Он хотел втянуть ее в разговор. Но она молчала. Ей не о чем было разговаривать с этим парнем в штраймле, великоватом для его головы. Когда женщины ввели ее в комнату уединения, наговорив ей много такого, от чего она густо покраснела, и оставили там ждать, когда мужчины приведут к ней жениха, Диночка испугалась. Она забилась в угол кровати, словно пытаясь спрятаться от нападения. Ее била дрожь.
— Нет, — умоляла она подошедшего к ней чужого человека, — нет.
Но чужой человек не слышал ее слов. Он даже не попытался обнять ее, успокоить, поговорить с ней, приблизить к себе. Все это просто не могло прийти ему в голову. Симха-Меер привык, как и все хасиды, смотреть на женщин сверху вниз, как на тварей, созданных только для того, чтобы служить женами своим мужьям. Кроме этого с ними говорить не о чем, поскольку они не понимают ни в Торе, ни в торговле. Что он мог сказать ей, его суженой? Он был глух к ее мольбам.
— Диночка, что с тобой? — не понял он. — Что ты прикидываешься дурочкой?
Увидев, что слова не подействовали, Диночка стала плакать и отталкивать его от себя. Это только раздразнило Симху-Меера. Он терпеть не мог отступать и отказываться от того, что ему причитается. К тому же, уступив сейчас, он выставит себя утром на посмешище. Все мужчины будут смеяться ему в лицо, а женщины — тыкать в него пальцами. Поэтому он был глух и слеп. Он не слышал просьб Диночки и не видел ее слез. Он взял силой то, что полагается мужу по закону.

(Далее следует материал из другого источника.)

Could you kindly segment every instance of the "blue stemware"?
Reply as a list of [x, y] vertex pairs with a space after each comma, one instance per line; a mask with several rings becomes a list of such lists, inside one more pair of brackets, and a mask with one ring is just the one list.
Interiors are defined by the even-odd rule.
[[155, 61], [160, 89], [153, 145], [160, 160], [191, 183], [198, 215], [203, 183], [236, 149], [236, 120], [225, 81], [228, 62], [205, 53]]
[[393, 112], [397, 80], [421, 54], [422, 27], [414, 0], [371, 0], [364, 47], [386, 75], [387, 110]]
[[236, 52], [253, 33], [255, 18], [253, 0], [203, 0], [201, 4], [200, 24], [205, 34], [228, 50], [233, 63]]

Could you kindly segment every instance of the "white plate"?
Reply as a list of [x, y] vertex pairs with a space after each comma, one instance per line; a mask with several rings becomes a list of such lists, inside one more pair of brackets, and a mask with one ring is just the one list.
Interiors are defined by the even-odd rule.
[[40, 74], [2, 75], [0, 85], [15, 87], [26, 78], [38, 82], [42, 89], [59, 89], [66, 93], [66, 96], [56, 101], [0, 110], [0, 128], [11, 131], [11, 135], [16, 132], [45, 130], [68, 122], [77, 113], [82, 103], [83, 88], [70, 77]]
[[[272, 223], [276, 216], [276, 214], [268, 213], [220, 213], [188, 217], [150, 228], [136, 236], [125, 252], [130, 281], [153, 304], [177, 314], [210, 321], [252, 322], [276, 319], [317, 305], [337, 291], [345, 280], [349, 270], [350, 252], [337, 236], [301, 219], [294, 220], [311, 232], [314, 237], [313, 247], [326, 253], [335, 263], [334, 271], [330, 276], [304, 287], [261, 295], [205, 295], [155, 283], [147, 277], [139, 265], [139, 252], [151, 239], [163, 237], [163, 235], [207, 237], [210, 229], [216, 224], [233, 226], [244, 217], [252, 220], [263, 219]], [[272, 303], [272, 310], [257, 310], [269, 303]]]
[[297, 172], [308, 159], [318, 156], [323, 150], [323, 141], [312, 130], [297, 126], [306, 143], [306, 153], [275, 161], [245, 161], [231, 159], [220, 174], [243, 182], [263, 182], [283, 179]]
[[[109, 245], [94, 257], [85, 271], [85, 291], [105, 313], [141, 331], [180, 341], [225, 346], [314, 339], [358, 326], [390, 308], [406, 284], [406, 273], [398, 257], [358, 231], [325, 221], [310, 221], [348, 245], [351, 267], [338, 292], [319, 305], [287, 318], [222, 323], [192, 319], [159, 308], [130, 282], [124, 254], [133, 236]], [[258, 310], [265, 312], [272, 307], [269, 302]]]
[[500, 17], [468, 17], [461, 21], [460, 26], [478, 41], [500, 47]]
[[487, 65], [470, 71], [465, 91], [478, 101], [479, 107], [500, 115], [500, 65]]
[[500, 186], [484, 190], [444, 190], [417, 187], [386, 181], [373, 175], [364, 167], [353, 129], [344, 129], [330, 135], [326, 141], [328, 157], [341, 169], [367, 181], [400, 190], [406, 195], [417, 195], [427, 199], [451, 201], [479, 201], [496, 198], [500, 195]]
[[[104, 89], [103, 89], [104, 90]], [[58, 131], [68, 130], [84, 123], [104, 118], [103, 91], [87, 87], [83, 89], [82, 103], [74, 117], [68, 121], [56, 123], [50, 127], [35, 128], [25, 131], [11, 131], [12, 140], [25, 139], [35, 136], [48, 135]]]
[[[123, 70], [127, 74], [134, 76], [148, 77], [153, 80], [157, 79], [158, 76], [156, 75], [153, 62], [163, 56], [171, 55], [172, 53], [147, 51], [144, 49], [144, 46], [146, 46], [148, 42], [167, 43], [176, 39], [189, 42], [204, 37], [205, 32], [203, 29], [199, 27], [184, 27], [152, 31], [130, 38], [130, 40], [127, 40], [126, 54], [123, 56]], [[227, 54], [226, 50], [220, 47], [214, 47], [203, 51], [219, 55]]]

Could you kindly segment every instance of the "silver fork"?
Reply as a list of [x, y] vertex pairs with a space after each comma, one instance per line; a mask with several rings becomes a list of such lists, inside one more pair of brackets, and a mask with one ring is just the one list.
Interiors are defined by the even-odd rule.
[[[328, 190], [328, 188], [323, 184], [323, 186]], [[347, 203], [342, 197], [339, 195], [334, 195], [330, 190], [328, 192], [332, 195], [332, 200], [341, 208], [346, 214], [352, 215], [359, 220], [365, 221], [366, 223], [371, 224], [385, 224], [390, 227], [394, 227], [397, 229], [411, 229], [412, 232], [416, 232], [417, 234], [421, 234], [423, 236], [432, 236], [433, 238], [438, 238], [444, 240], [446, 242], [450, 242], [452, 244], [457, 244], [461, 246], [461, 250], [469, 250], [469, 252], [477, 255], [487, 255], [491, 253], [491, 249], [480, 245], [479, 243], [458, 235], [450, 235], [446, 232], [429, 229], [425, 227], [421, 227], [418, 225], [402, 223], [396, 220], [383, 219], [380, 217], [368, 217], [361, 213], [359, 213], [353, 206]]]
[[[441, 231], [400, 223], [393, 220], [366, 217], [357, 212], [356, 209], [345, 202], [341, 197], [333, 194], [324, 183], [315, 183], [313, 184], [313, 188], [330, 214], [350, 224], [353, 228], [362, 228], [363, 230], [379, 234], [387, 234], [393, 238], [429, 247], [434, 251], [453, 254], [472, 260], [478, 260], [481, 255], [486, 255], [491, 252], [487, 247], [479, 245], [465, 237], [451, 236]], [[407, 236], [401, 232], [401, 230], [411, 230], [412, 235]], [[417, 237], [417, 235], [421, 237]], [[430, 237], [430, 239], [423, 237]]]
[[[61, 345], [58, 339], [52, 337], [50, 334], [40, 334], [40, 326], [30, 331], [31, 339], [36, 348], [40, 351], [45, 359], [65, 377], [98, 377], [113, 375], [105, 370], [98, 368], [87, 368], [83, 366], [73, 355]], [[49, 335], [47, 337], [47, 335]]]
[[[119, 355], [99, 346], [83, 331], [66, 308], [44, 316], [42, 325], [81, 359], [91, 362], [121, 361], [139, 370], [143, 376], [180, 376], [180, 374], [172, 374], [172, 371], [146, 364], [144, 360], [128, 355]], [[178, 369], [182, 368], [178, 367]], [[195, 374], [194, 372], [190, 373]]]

Она стала бояться его, но никакой любви к нему не ощутила. Напротив, она его возненавидела. Он был груб, жесток. Мать смеялась, когда наутро дочь встретила ее с плачем.
— Дурочка, — говорила Прива дочери, по-матерински гладя ее щеки, — ты еще ребенок. Ты его полюбишь. Увидишь. Я тоже такая была.
Но вопреки предсказаниям матери Диночка Симху-Меера не полюбила. Нет, не об этом она мечтала с тех самых пор, когда подруги по пансиону рассказали ей о тайне любви; не про это она читала в романтических книжках, где люди прыгали во рвы со львами и стрелялись, целуя локон своей возлюбленной. Это было грубо и грязно. Это принесло только боль и стыд. И Диночка была грустна и несчастна в те дни, когда все плясали и веселились, празднуя ее свадьбу.
Она была так подавлена, что даже не сопротивлялась, когда свекровь в атласном чепчике пришла вместе с банщицей состричь ее красивые длинные светло-каштановые волосы. Она чувствовала, что ей уже нечего терять. Однако мать заступилась за нее.
Свекровь, набожная еврейка с бритой головой, мечтала коротко остричь и свою невестку. О том, чтобы обрить невестке голову, она опасалась заикаться в этом барском доме, но обстричь Диночку ей хотелось как можно короче, чтобы ни один локон не выбился из-под парика. Однако Прива не допустила этого.